I am currently researching as too which is better for maintaining the chemical balance in a swimming pool. I have obviously tried the standard Google search for Salt Water or Chlorinated Pools and have come up with lots of results. The only problem, is that most of these results are based more around peoples opinions or psuedo-scientific observations. So, to the question:

What chemical reasons are there for choosing a salt water pool over a chlorinated pool?

Note: Salt water meaning the chlorine is generated and chlorinated meaning that you add the tablets/pucks etc.


A salt water pool still has hypochlorous acid $(\ce{HOCl})$ as the active component so essentially it CAN be the same thing as a chlorinated pool. For a chlorinated pool the $\ce{HOCl}$ is directly added, whereas for a salt water pool the salt water is electrolysed to create $\ce{Cl2}$ which then reacts with water to form $\ce{HOCl}$.

However, there is indeed often a difference and the explanation is partly chemistry and partly chemical engineering. In terms of chemistry the overabundance of chloramines $(\ce{NH2Cl})$ in chlorinated pools over salt water pools makes the difference. When hypochlorous acid, the active component in both, comes into contact with ammonia (from sweat, saliva etc) you get the formation of these chloramines: $$\ce{NH3 + HOCl → NH2Cl + H2O} $$ Chloramines are the major reason for irritated eyes and skin.

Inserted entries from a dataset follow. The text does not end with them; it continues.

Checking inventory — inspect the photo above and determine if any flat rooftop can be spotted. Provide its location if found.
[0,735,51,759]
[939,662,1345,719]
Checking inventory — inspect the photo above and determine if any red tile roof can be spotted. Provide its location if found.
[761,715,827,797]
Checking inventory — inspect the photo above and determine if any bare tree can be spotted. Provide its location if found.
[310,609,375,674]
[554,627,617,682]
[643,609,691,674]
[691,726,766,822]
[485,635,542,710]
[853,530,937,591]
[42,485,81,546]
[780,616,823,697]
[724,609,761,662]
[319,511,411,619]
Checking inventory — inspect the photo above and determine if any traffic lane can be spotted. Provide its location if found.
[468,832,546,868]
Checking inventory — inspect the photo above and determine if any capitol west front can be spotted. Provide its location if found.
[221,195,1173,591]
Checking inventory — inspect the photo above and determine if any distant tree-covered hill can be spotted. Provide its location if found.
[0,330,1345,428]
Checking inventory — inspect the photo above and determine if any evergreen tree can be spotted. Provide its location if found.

Now the difference between salt water and chlorinated pools has a chemical engineering reason. Salt water pools have a constant generation of chlorine as opposed to a 'batch' delivery in the case of chlorinated pools. Therefore the control over the concentration of hypochlorous acid in the water is better, which also allows better control over the concentration of chloramines.

So to sum up: salt water pools allow higher control over the concentration of chloramines and therefore might be better, however, if this control is not properly applied, it could also even be worse!